Another issue is that, as budgets get tighter, expenses get passed off to students. During my time at Berkeley, keeping pens and paper in a storeroom was deemed too expensive. The department suggested each research group make their own purchases of these items through the purchasing website. Not only is this a waste of graduate student's time, the website was so terrible that often it was easier just to buy items and not get reimbursed for them. Most research is done on student's personal laptops, and while a necessity to continue work, rarely is their support from the university to make this purchase or pay for maintenance when it is used for research work. There is no IT staff, so again it falls on students and post-docs to waste their time dealing with network issues and computer outages rather than focusing on the work that is actually interesting.

Academia tries to ignore that most of its graduate students will not go into academia
I apparently have a roughly 50% chance of "making it" as a professor, which is mostly because I attended a good institution and published in a journal with a high impact factor. PhD exit surveys have found similar rates for the fraction of students that stay in academia. Yet, the general expectation in academia is that all of the students will go on to do a research-focused career (I know some professors who look down upon a teaching-focused career as well even though this is still technically academia).

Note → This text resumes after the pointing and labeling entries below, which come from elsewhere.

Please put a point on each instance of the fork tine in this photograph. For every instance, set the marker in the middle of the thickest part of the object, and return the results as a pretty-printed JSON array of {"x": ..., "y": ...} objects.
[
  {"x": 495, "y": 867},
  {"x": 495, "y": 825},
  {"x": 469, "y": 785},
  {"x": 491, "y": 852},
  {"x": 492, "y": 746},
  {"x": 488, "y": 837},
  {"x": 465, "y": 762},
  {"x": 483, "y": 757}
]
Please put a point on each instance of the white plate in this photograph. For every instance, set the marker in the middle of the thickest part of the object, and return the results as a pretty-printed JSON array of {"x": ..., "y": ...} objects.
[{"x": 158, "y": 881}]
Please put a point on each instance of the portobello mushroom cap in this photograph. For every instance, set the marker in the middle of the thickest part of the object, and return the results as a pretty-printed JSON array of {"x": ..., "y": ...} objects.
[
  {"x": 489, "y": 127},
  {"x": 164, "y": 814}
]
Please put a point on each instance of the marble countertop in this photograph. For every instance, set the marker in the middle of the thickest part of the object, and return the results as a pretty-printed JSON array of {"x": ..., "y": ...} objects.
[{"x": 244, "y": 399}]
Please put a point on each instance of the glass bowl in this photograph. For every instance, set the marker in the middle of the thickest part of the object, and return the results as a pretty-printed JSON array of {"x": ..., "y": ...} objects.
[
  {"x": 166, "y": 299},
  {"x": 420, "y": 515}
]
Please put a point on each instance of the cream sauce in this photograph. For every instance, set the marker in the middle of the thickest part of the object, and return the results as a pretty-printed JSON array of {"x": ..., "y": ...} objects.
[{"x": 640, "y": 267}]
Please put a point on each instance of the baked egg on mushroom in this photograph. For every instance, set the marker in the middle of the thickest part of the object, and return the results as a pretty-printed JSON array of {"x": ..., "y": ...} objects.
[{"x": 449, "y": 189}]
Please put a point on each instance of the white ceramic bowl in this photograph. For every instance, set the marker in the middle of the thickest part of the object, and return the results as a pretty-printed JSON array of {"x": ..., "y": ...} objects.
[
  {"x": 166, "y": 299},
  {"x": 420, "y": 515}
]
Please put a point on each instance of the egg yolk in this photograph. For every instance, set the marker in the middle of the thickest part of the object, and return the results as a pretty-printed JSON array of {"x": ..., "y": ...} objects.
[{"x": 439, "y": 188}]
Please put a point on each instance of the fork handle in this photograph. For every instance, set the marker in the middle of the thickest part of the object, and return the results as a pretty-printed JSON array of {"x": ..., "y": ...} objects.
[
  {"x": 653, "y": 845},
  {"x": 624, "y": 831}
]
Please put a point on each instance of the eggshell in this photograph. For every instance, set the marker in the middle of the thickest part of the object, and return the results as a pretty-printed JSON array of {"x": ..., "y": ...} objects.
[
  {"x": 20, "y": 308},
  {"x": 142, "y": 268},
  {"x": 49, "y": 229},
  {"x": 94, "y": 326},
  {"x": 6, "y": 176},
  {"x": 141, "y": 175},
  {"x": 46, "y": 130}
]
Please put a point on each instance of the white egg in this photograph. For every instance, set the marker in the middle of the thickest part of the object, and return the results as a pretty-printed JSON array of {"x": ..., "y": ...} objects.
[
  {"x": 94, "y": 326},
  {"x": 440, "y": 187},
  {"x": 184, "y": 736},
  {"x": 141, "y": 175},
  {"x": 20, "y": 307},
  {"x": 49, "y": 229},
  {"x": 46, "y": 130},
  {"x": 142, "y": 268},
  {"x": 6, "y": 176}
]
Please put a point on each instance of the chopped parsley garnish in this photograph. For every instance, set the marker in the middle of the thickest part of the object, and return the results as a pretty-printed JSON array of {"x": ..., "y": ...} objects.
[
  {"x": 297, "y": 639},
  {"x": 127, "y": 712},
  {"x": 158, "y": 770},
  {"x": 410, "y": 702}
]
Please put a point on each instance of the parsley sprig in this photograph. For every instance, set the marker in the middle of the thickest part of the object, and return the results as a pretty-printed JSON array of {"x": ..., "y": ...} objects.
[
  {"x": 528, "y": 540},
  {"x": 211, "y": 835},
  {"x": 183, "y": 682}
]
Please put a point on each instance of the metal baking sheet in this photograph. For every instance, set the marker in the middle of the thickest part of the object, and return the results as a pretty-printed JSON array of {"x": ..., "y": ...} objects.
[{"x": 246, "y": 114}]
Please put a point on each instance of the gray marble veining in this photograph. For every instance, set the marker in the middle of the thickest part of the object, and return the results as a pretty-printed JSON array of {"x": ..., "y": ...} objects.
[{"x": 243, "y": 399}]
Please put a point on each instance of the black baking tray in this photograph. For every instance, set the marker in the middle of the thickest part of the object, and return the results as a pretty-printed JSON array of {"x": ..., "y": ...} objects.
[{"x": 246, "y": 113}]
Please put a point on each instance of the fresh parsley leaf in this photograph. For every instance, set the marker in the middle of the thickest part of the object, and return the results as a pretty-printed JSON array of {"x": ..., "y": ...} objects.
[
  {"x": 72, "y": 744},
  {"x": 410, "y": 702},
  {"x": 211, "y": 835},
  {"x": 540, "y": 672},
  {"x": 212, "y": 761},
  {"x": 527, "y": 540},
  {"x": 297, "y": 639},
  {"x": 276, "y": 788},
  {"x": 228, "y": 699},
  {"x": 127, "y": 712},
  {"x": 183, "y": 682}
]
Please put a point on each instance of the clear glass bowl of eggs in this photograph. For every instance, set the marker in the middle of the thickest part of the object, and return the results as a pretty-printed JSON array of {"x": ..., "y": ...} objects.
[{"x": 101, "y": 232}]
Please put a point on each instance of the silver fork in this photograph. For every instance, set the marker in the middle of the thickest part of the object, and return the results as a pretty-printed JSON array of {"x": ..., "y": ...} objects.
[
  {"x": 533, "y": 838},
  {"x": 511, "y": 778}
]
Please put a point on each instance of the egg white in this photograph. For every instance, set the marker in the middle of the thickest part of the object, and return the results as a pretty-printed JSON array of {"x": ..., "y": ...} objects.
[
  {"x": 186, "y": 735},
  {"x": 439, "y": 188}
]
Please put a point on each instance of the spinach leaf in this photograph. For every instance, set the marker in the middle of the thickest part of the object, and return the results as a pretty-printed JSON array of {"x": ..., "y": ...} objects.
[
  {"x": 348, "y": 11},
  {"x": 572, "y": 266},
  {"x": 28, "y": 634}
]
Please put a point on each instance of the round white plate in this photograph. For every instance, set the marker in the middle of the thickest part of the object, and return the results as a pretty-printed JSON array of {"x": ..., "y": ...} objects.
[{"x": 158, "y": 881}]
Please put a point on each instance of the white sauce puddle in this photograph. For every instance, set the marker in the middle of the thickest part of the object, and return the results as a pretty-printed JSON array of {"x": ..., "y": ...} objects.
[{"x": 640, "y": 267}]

Even after making it extremely clear to my adviser that I had no intentions of pursuing a postdoc, he told me that I should think about applying. He went so far as to say data science (my chosen profession) was a fad and would probably die out in a few years. Once during his class he seemed quite proud of the fact that between industry and academic jobs, most of his students had wound up staying in physics. While my adviser wasn't too unhappy about me taking courses unrelated to research, many advisers will strongly encourage their students to focus on research and not take classes. This is terrible advice, considering useful skills in computer science and math are often crucial to get jobs outside of academia.

The physics curriculum, in general, is flawed. At no point in a typical undergraduate/graduate curriculum are there courses on asymptotic analysis, algorithms, numerical methods, or rigorous statistics, which are all useful both inside and outside of physics. Often these are assumed known or trivial, yet this gives physicists a poor foundation and can lead to problems when working on relevant problems. I took classes on all of these topics, though they were optional, and they are proving to be more useful to me than most of the physics courses I took or even research I conducted as a graduate student.

This is a problem at the institutional level as well. For physics graduate students at UC Berkeley, the qualifying exam is set up to test students on topics of the student's choosing. I chose numerical methods and statistics as my main topic, but my committee asked me no questions on numerical methods and statistics (to be fair, one member tried but he didn't know what to ask, but then again, he could have prepared something to ask since the topics are announced months before the exam). Instead my committee asked me general plasma physics and quantum mechanics questions which were not topics I had chosen. I failed to answer those questions (and have even less ability to answer it now), but somehow still passed the exam. This convinced me that the exam was nothing more than a formality, yet no one was willing to make changes to make the exam more useful. An easy change would to frame the oral exam as interview practice, as most graduate students have no experience with interviews.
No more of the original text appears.